Die Realität suchen und Spaß haben

Bad Hersfeld. Was reizt einen französischen Regisseur daran, das Stück eines russischen Autors mit deutschen Schauspielern in einer Kirchenruine zu inszenieren? Jean-Claude Berutti lacht. Es habe ihn gereitzt, mit sehr guten deutschen Schauspielern zu arbeiten. und er habe unglaubliche Freude daran gehabt, ein Kammerspiel auf eine so große Bühne zu bringen.

Das jedoch sei nicht einfach gewesen, räumt Berutti ein. Es verlange von den Schauspielern sehr viel Kraft und Konzentration, gleichzeitig locker zu spielen und sehr präzise auszudrücken, was sie sagen wollen und was ihre Charaktere denken.

Umso glücklicher ist Berutti über das tolle Ensemble, das ihm Holk Freytag ausgesucht habe. Obwohl er viele deutsche Schauspieler kenne und schon in Deutschland gearbeitet habe, wäre es ihm nie möglich gewesen, alle Rollen so gut zu besetzen, meint der Regisseur. Wenn ein Ensemble so harmonisch miteinander und mit dem Regisseur arbeiten könne, müsse man das genießen. Jean-Claude Berutti ist, wie seine Schauspieler, davon überzeugt, dass die unterschiedliche Herkunft – er stammt aus Südfrankreich und hat auch italienische Wurzeln – und die damit verbundene Theaterkultur die Arbeit an dem Stück beflügelt haben.
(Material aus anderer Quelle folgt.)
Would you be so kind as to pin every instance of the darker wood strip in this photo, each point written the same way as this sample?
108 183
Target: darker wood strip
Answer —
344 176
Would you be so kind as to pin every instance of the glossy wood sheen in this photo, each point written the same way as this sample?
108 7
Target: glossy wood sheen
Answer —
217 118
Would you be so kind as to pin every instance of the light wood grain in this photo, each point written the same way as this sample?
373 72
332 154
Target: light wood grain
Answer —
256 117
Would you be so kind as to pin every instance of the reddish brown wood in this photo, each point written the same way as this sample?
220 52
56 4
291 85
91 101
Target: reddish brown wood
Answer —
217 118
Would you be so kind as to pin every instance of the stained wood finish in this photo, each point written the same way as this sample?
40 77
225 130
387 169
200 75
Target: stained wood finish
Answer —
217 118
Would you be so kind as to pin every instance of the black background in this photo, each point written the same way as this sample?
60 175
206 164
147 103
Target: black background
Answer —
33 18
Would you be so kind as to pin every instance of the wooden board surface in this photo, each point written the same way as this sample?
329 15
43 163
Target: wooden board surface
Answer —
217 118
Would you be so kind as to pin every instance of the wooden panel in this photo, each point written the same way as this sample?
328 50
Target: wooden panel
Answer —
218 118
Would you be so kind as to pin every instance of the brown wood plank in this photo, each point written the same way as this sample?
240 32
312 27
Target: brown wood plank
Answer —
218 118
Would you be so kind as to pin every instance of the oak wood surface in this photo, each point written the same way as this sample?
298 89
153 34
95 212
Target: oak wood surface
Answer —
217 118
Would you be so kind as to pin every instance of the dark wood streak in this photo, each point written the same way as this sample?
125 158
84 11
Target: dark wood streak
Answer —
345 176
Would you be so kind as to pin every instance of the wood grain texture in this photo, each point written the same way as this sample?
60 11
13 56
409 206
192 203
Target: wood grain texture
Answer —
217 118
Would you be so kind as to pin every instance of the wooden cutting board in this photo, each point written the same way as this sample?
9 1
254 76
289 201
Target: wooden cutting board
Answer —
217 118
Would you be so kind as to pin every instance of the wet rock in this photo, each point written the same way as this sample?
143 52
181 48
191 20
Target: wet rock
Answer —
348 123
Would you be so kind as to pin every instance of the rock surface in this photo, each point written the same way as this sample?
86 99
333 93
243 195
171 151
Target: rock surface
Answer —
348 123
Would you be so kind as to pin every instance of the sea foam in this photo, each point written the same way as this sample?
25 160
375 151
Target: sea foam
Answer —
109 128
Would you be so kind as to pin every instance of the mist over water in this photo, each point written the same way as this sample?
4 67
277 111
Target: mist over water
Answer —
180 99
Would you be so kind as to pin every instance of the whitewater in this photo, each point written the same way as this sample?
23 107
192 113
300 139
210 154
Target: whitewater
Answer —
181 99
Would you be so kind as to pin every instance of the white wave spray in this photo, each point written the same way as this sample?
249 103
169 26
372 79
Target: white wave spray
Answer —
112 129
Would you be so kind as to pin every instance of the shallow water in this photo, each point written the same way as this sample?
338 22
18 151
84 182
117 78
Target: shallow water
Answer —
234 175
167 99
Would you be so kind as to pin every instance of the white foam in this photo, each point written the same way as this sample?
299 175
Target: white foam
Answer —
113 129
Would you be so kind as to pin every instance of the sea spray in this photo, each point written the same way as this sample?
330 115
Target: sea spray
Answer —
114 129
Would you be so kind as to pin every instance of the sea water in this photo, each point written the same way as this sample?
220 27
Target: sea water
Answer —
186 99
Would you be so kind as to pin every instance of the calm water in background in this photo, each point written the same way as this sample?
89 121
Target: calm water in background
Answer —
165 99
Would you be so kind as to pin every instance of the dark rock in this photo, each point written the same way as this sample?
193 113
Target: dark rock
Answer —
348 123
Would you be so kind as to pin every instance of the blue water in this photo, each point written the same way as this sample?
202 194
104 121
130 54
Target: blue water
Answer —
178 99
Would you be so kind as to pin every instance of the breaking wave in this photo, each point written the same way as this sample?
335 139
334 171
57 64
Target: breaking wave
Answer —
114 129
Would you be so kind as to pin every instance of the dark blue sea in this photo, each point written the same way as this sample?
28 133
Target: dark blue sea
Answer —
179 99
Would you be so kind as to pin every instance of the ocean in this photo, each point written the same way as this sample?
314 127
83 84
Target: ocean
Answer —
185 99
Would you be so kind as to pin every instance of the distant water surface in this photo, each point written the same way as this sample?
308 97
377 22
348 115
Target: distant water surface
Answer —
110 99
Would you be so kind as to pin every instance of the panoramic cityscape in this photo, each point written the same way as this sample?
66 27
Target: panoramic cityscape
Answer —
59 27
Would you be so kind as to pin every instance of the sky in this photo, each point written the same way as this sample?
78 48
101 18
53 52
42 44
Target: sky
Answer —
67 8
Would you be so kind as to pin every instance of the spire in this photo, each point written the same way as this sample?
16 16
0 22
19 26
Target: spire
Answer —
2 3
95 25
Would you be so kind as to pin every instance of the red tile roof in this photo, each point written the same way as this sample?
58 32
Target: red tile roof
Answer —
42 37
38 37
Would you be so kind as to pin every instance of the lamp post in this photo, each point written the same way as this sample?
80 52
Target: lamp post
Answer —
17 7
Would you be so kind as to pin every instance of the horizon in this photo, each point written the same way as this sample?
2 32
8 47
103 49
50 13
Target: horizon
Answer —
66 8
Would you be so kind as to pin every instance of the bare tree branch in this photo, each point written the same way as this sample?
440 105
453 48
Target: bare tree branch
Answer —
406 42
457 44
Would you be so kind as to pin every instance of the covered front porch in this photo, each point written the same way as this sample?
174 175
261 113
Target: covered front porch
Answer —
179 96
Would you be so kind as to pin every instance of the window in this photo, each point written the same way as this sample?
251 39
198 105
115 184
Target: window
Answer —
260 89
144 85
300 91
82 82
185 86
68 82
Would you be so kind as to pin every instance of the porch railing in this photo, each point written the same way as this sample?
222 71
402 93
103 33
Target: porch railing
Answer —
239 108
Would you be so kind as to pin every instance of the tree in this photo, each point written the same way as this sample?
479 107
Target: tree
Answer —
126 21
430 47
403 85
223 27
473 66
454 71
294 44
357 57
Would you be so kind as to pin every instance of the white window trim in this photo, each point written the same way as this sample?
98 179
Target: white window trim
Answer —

Die „Sommergäste“, so will er zeigen, lebten am Rande der Realität. Und weil die Zeiten heute völlig andere sind, als vor gut hundert Jahren, als das Stück entstand, stellt sich für ihn die Frage, was heute überhaupt Realität ist. Die bunten Fernsehbilder, die digitale Welt des Internets, das Leben der Reichen und Schönen oder die Not derer, die nicht genug zum Leben haben?

Mit seiner Inszenierung will Berutti Fragen stellen. Und dabei sollen sich die Zuschauer gut unterhalten. „Sommergäste ist eine Komödie“, betont er. Das Publikum könne sich amüsieren und vergnügt dabei zusehen, wie sich die Figuren auf der Bühne abzappeln.